4. Empirical Results and Performance Trade-offs
Quantitative analyses across use cases demonstrate strong cost-rate-optimal trade-offs:
| System (Paper) | Cost Reduction | Utility Loss | Coverage |
|---|---|---|---|
| Cloud-RAN (Rost et al., 2015) | 50% reduction in 90th percentile computational load (ε=10%) | <0.3% avg sum-rate loss | Outage-free |
| Hybrid LLM (Ding et al., 22 Apr 2024) | up to 40% fewer large-model calls | ~3% drop in BART-score | No quality drop at 20% cut |
| SD-WAN (Quang et al., 2022) | 26% cost savings (MLU-QoS vs. baseline) | SLA exceeded (≥95%*) | 80% delay-reduction (95th) |
| WebRouter (Li et al., 13 Oct 2025) | 87.8% cost reduction vs. GPT-4o | 3.8% accuracy loss | 5 real-world sites |
| RL-Orchestrator (Qian et al., 9 Oct 2025) | 88% cost reduction at fixed accuracy (math/code) | 10–20% performance gap vs. proprietary APIs | Adaptivity over model catalog |
All variants empirically verify the rate-optimality: given a finite cost or complexity budget, CARROT approaches closely match unconstrained performance until the budget is tightly binding, beyond which graceful degradation occurs. For instance, in Cloud-RAN, computational outages are fully avoided with sub-1% throughput loss; in hybrid LLM routing, threshold calibration on held-out data generalizes robustly and achieves nearly zero loss at moderate cost savings.
5. Theoretical Guarantees and Limitations
CARROT-based methods provide formal guarantees under their respective mathematical frameworks:
- Optimality via duality: Threshold-routing and water-filling schedules are provably cost-minimal solutions of their Lagrangian relaxations for given quality budgets or resource constraints (Rost et al., 2015, Ding et al., 22 Apr 2024).
- Approximation ratios: Relaxation–rounding yields constant-factor cost approximations for uniform demands and for arbitrary demands in discrete-rate routing (Wang et al., 2013).
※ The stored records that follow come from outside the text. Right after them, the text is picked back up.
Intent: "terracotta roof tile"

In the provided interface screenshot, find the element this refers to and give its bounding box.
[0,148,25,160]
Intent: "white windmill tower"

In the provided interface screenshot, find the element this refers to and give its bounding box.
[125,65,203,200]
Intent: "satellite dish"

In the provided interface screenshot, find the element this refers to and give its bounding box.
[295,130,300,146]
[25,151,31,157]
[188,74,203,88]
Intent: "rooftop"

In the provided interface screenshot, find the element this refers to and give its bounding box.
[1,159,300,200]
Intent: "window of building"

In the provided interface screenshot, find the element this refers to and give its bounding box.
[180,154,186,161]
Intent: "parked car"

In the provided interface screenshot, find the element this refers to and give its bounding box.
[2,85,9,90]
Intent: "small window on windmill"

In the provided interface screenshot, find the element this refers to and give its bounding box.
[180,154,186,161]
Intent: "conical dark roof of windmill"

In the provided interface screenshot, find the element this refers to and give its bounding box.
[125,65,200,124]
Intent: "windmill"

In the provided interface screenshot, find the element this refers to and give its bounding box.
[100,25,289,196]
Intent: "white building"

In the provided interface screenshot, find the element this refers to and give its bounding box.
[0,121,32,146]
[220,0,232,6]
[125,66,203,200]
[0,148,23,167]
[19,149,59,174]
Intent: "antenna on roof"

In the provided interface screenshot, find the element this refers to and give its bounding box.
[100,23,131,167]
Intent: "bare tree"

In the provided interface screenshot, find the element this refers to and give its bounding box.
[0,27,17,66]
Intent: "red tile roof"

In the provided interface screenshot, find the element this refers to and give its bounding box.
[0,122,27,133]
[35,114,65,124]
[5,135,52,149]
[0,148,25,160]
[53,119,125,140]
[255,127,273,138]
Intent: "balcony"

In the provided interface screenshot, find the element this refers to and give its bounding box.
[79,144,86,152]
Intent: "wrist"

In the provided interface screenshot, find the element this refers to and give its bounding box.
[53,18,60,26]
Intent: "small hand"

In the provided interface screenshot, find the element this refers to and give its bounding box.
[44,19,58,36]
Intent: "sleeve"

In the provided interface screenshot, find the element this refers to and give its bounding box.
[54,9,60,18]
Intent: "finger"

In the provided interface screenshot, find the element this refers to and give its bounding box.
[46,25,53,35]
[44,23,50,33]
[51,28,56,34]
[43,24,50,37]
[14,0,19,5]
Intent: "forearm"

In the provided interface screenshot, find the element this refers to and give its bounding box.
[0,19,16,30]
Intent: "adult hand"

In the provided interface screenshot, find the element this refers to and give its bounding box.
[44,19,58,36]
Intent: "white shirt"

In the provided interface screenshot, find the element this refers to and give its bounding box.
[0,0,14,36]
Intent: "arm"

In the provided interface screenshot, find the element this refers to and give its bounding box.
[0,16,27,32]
- Pareto-optimality: Information bottleneck objectives trace the theoretical Pareto frontier in rate–distortion–cost space (Li et al., 13 Oct 2025).
Typical limitations:
- Continuous rate allocations or latent encodings must be discretized in practice,
- Quality gap estimation must be accurate for optimal cost-saving in model routing,
- RL-based routers require stratified, difficulty-balanced training sets,
- Dual-decomposition and convex-approximation are required for distributed or scalable implementation in large networks.
6. Extensions and Contextual Adaptations
CARROT’s rate-optimal, cost-constrained logic has generalized across:
- Multi-user and multi-antenna wireless scenarios (by per-stream scheduling),
- Routing for discrete energy-aware links,
- Modular inference systems spanning generic LLM catalogs,
- Policy optimization for application-aware SD-WAN overlays,
- Information-theoretic compression frameworks for web-agent prompt routing.
Key generalizations include multi-model extension (for experts), joint handling of fronthaul capacity and computation, weighted-fairness objectives (), and dynamic adaptation via real-time controller loops.
Underlying all variants is the interplay of cost (tokens, energy, complexity) and rate (throughput, accuracy, utility), mediated via dual variables, explicit penalty terms, or soft information bottlenecks, yielding highly principled, implementable solutions for modern cost-sensitive systems.
In summary, CARROT defines a general methodology for cost-aware, rate-optimal scheduling and routing, applicable to diverse networking, inference, and orchestration contexts. Its core principles—constrained optimization, duality-based resource allocation, and empirical rate–cost–utility trade-offs—are recurrent across wireless, SD-WAN, energy-aware, and LLM-routing systems, underpinning robust, scalable, and theoretically justified deployment architectures.